Paul Avery: (PHY-9318151: Nile National Challenge project) developed a scalable framework for distributing data-intensive applications, including a Java-2 based control system that uses CORBA. Project Director for GriPhyn Project (NSF ITR-0086044), funded in FY2001. Responsible for overall mission of GriPhyN and for application of virtual data in CMS experiment, where virtual data concepts are to be used.
Ian Foster: (CCR-8899615: Center for Research in Parallel Computation). Funding provided under this NSF funded science and technology center was used to conduct research in parallel programming languages and the Nexus runtime system. This work let to the development of the development of the Globus toolkit which provides mechanisms for communication, resource management, security, data access, and information in high-performance distributed environments. Globus is used extensively within the National Technology Grid being established by the two NSF PACIs as well as by many NSF-supported research projects. (NSF ASC 96-1920 National Computational Science Alliance) Funding from this PACI center was used to deploy Globus in production environments, and develop advanced Grid applications. Foster is also part of the CGrADS project (NSF-EIA 9975020), which is investigating the construction of software development environments for Grid applications. Work in GrADS has focused on the development of so called virtual organization tools for structuring Grid-based execution environments for program execution. Finally, as Co-PI on the GriPhyn Project (NSF ITR-0086044), funded in FY2001, Foster is leading research in the use of “virtual data” as a basic usage paradigm for data-intensive science. To date, this work has produced documents detailing a virtual data grid reference architecture and catalog structures for representing virtual data. In addition, graduate students supported under GriPhyN have started simulation studies of data replication strategies and high-performance data transport protocols.
Rob Gardner: GriPhyn Project (NSF ITR-0086044), funded in FY2001. Research and development of virtual data grid technologies for high-energy physics data analysis. Communicating requirements, integration of GriPhyN virtual data tools for the ATLAS experiment at CERN.
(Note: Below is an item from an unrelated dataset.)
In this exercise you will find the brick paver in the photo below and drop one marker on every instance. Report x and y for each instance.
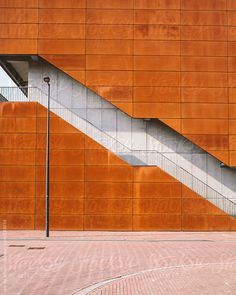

Harvey Newman: KDI proposal, GriPhyN (Ongoing KDI- and GriPhyN-related developments to be applied in the iVDGL. Work at Caltech in collaboration with Bunn, Messina, Samar, Litvin, Holtman Wilkinson, et al., as well as the PPDG and DataGrid projects): development of ODBMS-based scalable reconstruction and analysis prototypes working seamlessly over WANs; Grid Data Management Pilot distributed file service used by CMS in production (together with EU DataGrid); Grid-optimized client-server data analysis prototype development (Steenberg et al.), MONARC65 simulation systems and application to optimized inter-site load balancing using Self Organizing Neural Nets (Legrand et al.); development of a scalable execution service (Hickey et al.); modeling CMS Grid workloads (Holtman, Bunn et al.); optimized bit-sliced TAGs for rapid object access (Stockinger et al.); development of a DTF prototype for seamless data production between Caltech, Wisconsin and NCSA (Litvin et al.; with Livny at Wisconsin and Koranda at NCSA).
Alex Szalay: (KDI-9980044: Large Distributed Archives in Phyics and Astronomy) in a collaborative effort between JHU (Szalay, Vishniac, Pevsner in Physics and Goodrich, CS) with Caltech (Newman, Bunn and Martin), Fermilab (Nash, Kasemann, Pordes) and Microsoft (Jim Gray) seeks to create a distributed database environment with intelligent query agents. The project is exploring different data organization to speed up certain types of distributed queries66,67,68, comparing object-oriented and relational databases69,70, and building intelligent query agents71. GriPhyn Project (NSF ITR-0086044), funded in FY2001.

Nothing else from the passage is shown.